Following command does not works in 6.0
esxcli system wbem set –enable true (two minus signs before enable)
Tried following command to make this change persistent on reboot but, after every reboot the CIM server service is not started automatically inspite of selecting start & stop with Host reboot.
chkconfig sfcbd-watchdog on
chkconfig sfcbd on
/etc/init.d/sfcbd-watchdog start
Can any one help me to create a cron job to automatically run following command to start CIM server service during every reboot of ESXi.

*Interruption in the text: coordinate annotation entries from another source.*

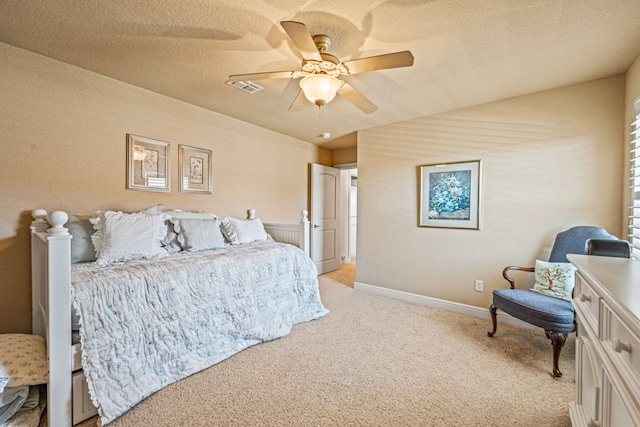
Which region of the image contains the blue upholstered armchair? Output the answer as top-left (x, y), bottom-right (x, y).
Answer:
top-left (488, 226), bottom-right (629, 377)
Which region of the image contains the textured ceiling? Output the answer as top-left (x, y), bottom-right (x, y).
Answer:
top-left (0, 0), bottom-right (640, 149)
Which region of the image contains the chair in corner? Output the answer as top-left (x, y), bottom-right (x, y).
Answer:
top-left (488, 226), bottom-right (617, 377)
top-left (584, 239), bottom-right (631, 258)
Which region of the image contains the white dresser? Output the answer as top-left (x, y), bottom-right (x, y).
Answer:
top-left (568, 255), bottom-right (640, 427)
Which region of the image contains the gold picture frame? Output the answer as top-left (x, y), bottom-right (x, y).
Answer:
top-left (127, 134), bottom-right (171, 193)
top-left (418, 160), bottom-right (482, 230)
top-left (178, 145), bottom-right (213, 194)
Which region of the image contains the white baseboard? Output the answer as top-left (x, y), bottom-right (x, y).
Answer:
top-left (353, 282), bottom-right (539, 329)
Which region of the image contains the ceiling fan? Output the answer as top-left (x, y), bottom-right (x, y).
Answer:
top-left (227, 21), bottom-right (413, 114)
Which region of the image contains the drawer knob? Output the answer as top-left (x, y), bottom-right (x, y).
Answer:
top-left (580, 294), bottom-right (591, 302)
top-left (613, 338), bottom-right (631, 353)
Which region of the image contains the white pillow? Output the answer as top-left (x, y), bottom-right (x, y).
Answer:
top-left (91, 211), bottom-right (169, 265)
top-left (221, 217), bottom-right (268, 245)
top-left (0, 334), bottom-right (49, 393)
top-left (171, 218), bottom-right (225, 252)
top-left (162, 210), bottom-right (218, 252)
top-left (531, 260), bottom-right (576, 301)
top-left (65, 214), bottom-right (96, 264)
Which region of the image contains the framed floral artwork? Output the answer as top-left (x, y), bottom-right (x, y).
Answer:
top-left (127, 135), bottom-right (171, 192)
top-left (418, 160), bottom-right (482, 230)
top-left (178, 145), bottom-right (212, 194)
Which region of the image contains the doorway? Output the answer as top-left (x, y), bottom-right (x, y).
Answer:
top-left (334, 163), bottom-right (358, 264)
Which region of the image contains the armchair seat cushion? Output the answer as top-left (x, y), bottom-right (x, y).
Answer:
top-left (493, 289), bottom-right (576, 334)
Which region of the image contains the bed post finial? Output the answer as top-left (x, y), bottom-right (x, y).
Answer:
top-left (47, 211), bottom-right (69, 236)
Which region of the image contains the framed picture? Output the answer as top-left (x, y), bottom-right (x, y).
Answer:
top-left (419, 160), bottom-right (482, 230)
top-left (127, 135), bottom-right (171, 192)
top-left (178, 145), bottom-right (212, 194)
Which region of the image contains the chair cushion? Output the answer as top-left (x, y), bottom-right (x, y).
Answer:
top-left (493, 289), bottom-right (576, 333)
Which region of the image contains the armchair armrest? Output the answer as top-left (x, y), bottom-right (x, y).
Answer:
top-left (502, 266), bottom-right (536, 289)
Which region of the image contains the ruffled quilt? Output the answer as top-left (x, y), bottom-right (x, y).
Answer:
top-left (72, 242), bottom-right (328, 424)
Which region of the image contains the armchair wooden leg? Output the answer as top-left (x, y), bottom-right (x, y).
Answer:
top-left (487, 304), bottom-right (498, 337)
top-left (545, 331), bottom-right (568, 378)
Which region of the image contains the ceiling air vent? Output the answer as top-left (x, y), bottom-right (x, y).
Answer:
top-left (227, 80), bottom-right (264, 93)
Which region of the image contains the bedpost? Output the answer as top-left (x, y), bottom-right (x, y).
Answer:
top-left (31, 209), bottom-right (72, 426)
top-left (300, 209), bottom-right (311, 256)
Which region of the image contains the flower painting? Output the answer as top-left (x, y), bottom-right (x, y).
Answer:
top-left (419, 160), bottom-right (480, 229)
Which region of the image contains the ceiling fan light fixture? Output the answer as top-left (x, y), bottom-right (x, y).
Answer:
top-left (300, 74), bottom-right (344, 107)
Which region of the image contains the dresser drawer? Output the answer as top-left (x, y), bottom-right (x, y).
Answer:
top-left (573, 272), bottom-right (600, 335)
top-left (601, 301), bottom-right (640, 393)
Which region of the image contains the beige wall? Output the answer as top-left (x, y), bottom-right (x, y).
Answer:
top-left (0, 44), bottom-right (331, 333)
top-left (356, 76), bottom-right (627, 307)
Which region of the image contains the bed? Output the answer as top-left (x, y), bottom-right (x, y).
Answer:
top-left (31, 207), bottom-right (328, 427)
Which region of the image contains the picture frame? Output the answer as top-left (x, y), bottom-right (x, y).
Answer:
top-left (127, 134), bottom-right (171, 193)
top-left (178, 145), bottom-right (213, 194)
top-left (418, 160), bottom-right (482, 230)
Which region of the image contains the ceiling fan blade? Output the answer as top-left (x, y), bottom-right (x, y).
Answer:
top-left (229, 71), bottom-right (293, 82)
top-left (280, 21), bottom-right (322, 61)
top-left (342, 50), bottom-right (413, 74)
top-left (338, 82), bottom-right (378, 114)
top-left (289, 89), bottom-right (308, 111)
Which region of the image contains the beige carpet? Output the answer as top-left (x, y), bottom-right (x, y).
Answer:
top-left (72, 266), bottom-right (575, 427)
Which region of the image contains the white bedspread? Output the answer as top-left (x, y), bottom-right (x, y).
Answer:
top-left (72, 242), bottom-right (328, 424)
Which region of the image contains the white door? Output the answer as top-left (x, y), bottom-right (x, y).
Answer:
top-left (311, 163), bottom-right (341, 274)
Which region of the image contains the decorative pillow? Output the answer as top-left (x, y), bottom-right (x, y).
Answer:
top-left (0, 334), bottom-right (49, 393)
top-left (162, 210), bottom-right (218, 252)
top-left (171, 218), bottom-right (225, 252)
top-left (136, 205), bottom-right (164, 215)
top-left (221, 217), bottom-right (268, 245)
top-left (65, 215), bottom-right (96, 264)
top-left (531, 260), bottom-right (576, 301)
top-left (91, 211), bottom-right (169, 265)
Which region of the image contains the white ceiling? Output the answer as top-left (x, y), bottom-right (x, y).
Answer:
top-left (0, 0), bottom-right (640, 149)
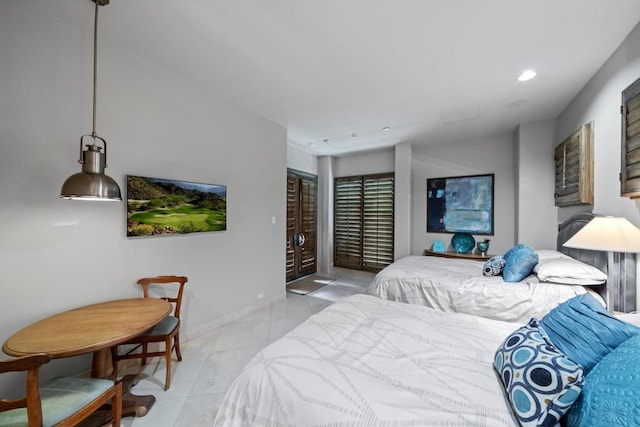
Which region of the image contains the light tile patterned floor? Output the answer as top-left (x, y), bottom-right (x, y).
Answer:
top-left (121, 268), bottom-right (374, 427)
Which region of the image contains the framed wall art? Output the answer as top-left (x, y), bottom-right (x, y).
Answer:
top-left (427, 174), bottom-right (494, 235)
top-left (127, 175), bottom-right (227, 237)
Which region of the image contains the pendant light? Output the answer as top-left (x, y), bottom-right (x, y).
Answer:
top-left (60, 0), bottom-right (122, 201)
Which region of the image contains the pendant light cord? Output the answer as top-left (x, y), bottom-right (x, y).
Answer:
top-left (91, 0), bottom-right (100, 139)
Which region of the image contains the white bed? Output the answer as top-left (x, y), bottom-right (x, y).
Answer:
top-left (215, 295), bottom-right (518, 427)
top-left (367, 256), bottom-right (587, 323)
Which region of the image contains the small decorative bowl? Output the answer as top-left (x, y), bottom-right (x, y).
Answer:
top-left (477, 240), bottom-right (489, 256)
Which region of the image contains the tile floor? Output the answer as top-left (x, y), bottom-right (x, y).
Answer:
top-left (121, 268), bottom-right (374, 427)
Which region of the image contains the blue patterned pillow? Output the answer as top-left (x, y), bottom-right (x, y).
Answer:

/etc/init.d/sfcbd-watchdog start
Brilliant. Looked all over before I found this. I wish the VMware support site was as helpful. I can now monitor the hardware with Nagios
For ESXi 6.7 use:
esxcli system wbem set –enable=true
/etc/init.d/sfcbd-watchdog start
That incantation to pull running services and piping to awk is excessive. ESXi has ‘ps’. Running that alone gets you close to the output of your ‘lsof’ spell. I’ve been doing things like ‘ps | grep sfcbd’ or ‘ps | grep vcenter’. I don’t see an immediate benefit to this method. You can also tell grep to (i)gnore case with -i. That lets you do ‘ps | grep -i http’ and the sfcbd services relating to http to show along with everything else http. grep -i is also useful for pulling storage adapter information from lspci. Do ‘lspci | grep -i mass’ and all devices listed as “Mass storage controller” will appear.
Also, I’ve addressed this issue by adding a cron job to restart the CIM service everyday at 2AM. This was to address CIM data going stale in our remote monitoring utility (NCentral). I have a script to do ‘/etc/init.d/sfcbd-watchdog stop’ then ‘/etc/init.d/sfcbd-watchdog start’ and then use another script with a GUI/prompt to copy the restart script to /usr/sbin, copy (cp) ‘/var/spool/cron/crontabs/root’ (cron file for user ‘root’) to ‘/var/spool/cron/crontabs/root-$DATE’ and then echo >> a line into /crontab/root that calls the restart CIM script at 2am daily.
Save this as it’s own file with .sh as extension.
Script to restart CIM service on ESXi host:
#!/bin/sh
# Comment sfcbd-watchdog is the name for CIM monitoring service in ESXi
/etc/init.d/sfcbd-watchdog stop
/etc/init.d/sfcbd-watchdog start
exit
Pertinent section from my GUI/Prompt script:
touch /var/spool/cron/crontabs/root.old.$(date +%F)
printf “Created backup of cron file ‘root’\n”;
cp -f /var/spool/cron/crontabs/root /var/spool/cron/crontabs/root.old.$(date +%F);
printf “Copied contents of cronfile ‘root’ to backup file\n”;
chmod +x restartCIM.sh
cp “$cwd/restartCIM.sh” /usr/bin;
cp “$cwd/restartCIM.sh” /usr/sbin;
printf “Copied restart script to /usr/sbin\n”
echo “0 2 * * * /usr/sbin/restartCIM.sh” >> /var/spool/cron/crontabs/root;
touch command makes a new file next to the cron file with the filename + date. cp command copies current cron file out to touched file. In troubleshooting i found cp wouldn’t work on it’s own so I had to create the file first. Possibly due to adding date to filename. Next we cp the above script to root’s bin folder (/usr/sbin/ sbin = Superuser Binary. Only root has access.) Copied to global /bin as well to make available for any potential user accounts.
$cwd is a variable containing the working directory of the GUI script. I have ‘cwd=$(pwd) # Set $cwd to the current directory’ as one of the first lines in the GUI script so I can reference where the script is running from later on. This allows the script to be path agnostic. Copy all files for this job into a directory on ESXi, including GUI script, and run the GUI script. The script will look for all files in the same directory as the GUI script. This allows support staff to use a “graphical” interface to do complex linux/powercli/esxcli things without having to know linux/ESXi. Copy all files within a .zip to the datastore. SSH in, chmod +x the install script and then ./ the install script. The rest is done in the script.